***Disclaimer: This is actually a post I wrote a few years ago. Several conversations I've had recently made me think it might be interesting to some folks now.
***Another Disclaimer: This post was originally inspired by nothing specific except for years of musing on the topic and possibly a Tori Amos song.
Sometimes we, as coupled folks, get our heads turned. You know what I mean by "heads turned", right? We get, shall we say, distracted by someone that is not our partner. Maybe it lasts for a dance or a song or a drink. Or maybe it's a little more durable - it becomes a crush. This person is not your partner. You don't pick their dirty undies off the floor. You don't bicker with them over the little things...or the big things. They can be anything you want them to be. And so, our heads are turned.

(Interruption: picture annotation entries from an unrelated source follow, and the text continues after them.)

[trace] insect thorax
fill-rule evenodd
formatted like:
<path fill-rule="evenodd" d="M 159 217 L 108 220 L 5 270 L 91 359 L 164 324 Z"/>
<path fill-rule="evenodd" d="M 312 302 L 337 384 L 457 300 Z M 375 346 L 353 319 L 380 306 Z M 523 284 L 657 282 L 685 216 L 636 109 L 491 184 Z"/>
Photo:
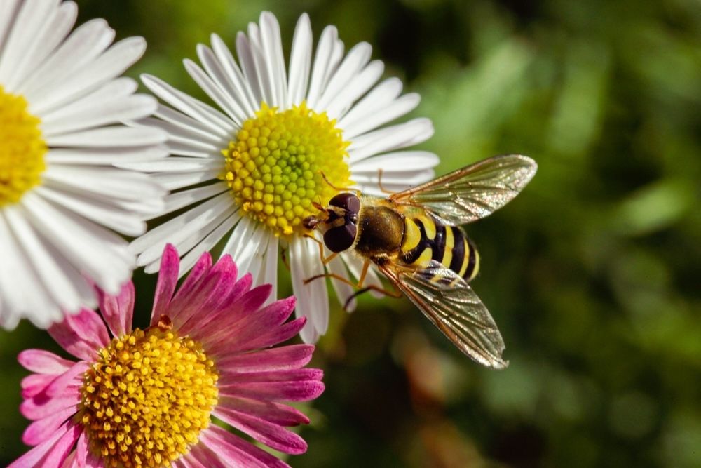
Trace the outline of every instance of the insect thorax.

It's natural, normal, human for us to turn around for someone else every now and then. Fidelity is a gift we give our partners. I certainly wouldn't say it comes naturally. It's work. It's hard. Often, we fail. Having our heads turned is almost like a get-out-of-jail-free card. As long as you don't act on it.
Tim and I made a deal a long time ago that we would tell each other about our crushes. (And if anyone tries to tell me that they've never had a crush on anyone else other than their partner, I will openly call them a liar.) I think this seems like a good thing. When you talk about it with your partner, they are now part of that world. Nothing is secretive, nothing is hidden. And who knows? Maybe you might have a little fun with it. Depending.
Because having your head turned can be really quite exciting, can't it? The fantasy of someone you don't know well. The imagining of who they might be, who you want them to be, how the two of you could be. The not knowing. Ah, the delicious taste of ambiguity.